Saturday, September 17, 2005

Networking Part Deux - a conversation about LinkedIn

For this piece, I have taken a conversation that actually took place and modified it slighty. I have removed the real names (to protect the guilty) because of those changes. However, the changes were mostly cosmetic with some embellishment of the thoughts to aid those not as familiar with LinkedIn as the participant. Please let me know if you need more clarification in the comments and I will gladly provide it.
-------------------------------------------------------------------------------------

Fred: One thing I have noticed is that LinkedIn as a service tends to fall down a bit when you are outside of the normal job market or the VC model for doing deals.

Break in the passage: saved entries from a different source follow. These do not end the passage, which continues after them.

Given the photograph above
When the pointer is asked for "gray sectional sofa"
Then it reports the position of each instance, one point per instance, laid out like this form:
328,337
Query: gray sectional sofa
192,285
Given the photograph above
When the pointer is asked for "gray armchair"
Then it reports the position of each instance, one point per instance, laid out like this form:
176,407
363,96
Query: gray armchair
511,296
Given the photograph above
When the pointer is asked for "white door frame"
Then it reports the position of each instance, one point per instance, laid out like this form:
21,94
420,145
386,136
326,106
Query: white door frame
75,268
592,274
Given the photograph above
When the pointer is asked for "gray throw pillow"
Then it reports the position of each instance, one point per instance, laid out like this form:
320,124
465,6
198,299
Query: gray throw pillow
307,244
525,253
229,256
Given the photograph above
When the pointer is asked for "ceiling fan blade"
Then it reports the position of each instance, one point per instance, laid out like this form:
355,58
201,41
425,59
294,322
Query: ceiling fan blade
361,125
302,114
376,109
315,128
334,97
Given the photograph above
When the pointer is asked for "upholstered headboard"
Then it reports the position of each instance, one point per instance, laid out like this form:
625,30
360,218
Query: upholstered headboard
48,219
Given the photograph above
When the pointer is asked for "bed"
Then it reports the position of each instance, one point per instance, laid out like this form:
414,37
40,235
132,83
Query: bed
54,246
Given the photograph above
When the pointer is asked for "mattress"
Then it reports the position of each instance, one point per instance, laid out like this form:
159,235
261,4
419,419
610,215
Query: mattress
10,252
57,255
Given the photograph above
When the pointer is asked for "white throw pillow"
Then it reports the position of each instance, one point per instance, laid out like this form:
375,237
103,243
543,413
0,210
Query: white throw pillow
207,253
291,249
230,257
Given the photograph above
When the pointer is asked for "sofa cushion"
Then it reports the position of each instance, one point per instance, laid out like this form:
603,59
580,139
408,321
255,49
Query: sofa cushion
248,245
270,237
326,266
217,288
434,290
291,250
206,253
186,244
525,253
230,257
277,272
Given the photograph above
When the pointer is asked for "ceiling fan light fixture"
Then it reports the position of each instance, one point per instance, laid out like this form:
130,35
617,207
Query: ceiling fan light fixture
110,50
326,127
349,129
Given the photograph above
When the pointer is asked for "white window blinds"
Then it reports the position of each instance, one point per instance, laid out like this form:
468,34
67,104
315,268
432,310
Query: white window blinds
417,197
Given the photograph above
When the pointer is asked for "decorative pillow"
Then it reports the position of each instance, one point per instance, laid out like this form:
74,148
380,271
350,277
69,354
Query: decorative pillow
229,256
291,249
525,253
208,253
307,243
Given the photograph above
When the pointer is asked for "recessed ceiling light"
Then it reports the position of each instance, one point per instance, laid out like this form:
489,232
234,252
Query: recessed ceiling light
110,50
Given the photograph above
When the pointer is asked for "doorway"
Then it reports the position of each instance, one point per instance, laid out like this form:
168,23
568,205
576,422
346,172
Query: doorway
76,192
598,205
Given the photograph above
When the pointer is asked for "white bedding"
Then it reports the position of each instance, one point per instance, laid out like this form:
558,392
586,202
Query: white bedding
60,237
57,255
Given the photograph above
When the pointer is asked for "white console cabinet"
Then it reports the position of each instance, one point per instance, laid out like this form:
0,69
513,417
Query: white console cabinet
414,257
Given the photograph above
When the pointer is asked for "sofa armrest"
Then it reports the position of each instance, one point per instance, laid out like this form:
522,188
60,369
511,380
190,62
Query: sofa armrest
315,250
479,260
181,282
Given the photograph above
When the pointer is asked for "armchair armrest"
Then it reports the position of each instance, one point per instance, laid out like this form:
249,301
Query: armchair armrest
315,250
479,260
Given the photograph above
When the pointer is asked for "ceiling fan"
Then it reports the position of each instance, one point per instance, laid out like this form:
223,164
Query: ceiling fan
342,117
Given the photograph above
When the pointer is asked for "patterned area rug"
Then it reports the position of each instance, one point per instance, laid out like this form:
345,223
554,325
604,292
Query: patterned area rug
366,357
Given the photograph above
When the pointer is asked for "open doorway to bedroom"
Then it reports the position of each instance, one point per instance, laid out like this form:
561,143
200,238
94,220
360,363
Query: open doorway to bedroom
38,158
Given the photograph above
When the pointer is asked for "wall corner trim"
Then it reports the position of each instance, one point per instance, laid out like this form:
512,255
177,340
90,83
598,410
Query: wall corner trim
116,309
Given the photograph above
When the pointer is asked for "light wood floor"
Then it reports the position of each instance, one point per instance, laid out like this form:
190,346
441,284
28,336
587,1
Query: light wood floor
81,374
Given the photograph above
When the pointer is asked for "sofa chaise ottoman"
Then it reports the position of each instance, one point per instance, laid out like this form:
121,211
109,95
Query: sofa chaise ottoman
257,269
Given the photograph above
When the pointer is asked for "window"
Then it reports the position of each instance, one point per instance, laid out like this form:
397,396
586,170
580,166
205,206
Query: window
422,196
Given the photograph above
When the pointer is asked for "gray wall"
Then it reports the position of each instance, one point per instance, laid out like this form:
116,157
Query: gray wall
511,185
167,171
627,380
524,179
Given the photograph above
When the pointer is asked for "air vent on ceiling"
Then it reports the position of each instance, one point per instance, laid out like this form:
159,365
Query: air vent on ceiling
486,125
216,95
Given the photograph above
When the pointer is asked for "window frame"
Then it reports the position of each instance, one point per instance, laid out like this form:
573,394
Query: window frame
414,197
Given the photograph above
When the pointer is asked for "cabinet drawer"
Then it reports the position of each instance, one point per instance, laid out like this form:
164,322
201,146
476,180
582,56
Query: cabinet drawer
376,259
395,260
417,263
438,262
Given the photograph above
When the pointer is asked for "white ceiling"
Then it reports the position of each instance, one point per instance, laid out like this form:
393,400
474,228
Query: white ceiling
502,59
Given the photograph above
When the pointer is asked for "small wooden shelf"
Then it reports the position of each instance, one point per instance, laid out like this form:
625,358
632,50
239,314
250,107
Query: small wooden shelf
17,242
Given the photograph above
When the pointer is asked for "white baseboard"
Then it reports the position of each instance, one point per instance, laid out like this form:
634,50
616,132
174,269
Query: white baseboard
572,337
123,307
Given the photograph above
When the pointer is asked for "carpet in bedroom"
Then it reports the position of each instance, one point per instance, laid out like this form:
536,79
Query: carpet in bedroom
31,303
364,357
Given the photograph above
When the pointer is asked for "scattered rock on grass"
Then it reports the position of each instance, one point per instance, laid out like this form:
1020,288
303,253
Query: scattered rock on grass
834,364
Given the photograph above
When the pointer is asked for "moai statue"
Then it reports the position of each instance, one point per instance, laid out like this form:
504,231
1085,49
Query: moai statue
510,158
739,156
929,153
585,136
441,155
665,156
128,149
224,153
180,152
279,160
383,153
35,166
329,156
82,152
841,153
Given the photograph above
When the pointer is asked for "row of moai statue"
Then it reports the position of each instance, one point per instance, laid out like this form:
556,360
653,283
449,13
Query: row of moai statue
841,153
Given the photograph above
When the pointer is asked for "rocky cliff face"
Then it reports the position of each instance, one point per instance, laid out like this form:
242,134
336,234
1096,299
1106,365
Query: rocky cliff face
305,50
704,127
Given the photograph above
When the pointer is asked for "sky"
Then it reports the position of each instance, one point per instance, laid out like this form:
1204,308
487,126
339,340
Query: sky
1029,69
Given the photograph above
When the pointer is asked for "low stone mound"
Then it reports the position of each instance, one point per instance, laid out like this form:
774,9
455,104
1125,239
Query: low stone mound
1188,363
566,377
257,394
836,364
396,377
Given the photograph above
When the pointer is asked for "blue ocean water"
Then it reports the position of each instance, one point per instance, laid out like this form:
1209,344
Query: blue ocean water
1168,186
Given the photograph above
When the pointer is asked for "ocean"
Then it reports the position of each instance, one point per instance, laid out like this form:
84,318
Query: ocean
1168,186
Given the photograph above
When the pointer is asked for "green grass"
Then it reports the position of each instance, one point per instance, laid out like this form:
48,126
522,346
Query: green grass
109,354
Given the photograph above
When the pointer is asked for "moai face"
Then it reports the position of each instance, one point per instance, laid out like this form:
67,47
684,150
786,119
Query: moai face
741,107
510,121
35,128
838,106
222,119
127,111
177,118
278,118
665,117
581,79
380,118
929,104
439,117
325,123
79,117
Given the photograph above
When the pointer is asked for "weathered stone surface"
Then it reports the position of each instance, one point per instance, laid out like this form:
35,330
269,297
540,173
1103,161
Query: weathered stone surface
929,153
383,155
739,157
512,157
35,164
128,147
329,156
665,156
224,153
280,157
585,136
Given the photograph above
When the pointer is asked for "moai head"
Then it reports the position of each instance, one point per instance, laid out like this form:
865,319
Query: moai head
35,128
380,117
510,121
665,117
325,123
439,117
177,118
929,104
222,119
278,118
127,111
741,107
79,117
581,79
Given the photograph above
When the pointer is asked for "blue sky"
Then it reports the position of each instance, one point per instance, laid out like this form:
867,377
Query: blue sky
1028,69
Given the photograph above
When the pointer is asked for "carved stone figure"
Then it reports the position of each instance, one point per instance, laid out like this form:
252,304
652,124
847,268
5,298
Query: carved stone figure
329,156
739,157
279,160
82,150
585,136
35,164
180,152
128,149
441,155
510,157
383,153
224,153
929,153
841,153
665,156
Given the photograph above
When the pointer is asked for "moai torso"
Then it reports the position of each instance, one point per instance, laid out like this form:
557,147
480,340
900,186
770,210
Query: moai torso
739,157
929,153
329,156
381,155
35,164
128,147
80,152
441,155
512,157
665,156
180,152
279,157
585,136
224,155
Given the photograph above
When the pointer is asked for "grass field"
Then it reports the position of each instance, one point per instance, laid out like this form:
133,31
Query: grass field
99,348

People have multiple dimensions to their lives. LinkedIn does not facilitate the discovery of the broader spectrum of interests IMHO. This was the most true back before the extra fields for groups, interests and education were added. I was an early beta tester for LinkedIn and what I am calling a limitation seemed to be by design. I raised the issue way back when and the response was something close to 'that is not what we are about' or 'there are other services that do that.' My memory on the prior conversations is not perfect so I am focusing more on my perception of intent based on how LinkedIn is used. A related point is LinkedIn is transactional by nature and not really a way for people to develop relationships. Use email or something else is the recommendation. LinkedIn is about specific referrals and not a way to develop a network for future use.

For the most part I have found that using other networking solutions allows one to develop connections to people who have interests that could be labeled 'topics for a Special Interest Group (SIG)' if I can use a term I know from the computer sector. Things that are not on a resume but might be a strong interest for certain individuals.

Barney: This is what LinkedIn representatives continue to say. LinkedIn's value is not in 'networking' in the sense of broadening your network, it is for leveraging the network you already have. Deepening relationships and using those relationships for referals to do business (whatever business you are in). SIGs and Forums are for getting to know people.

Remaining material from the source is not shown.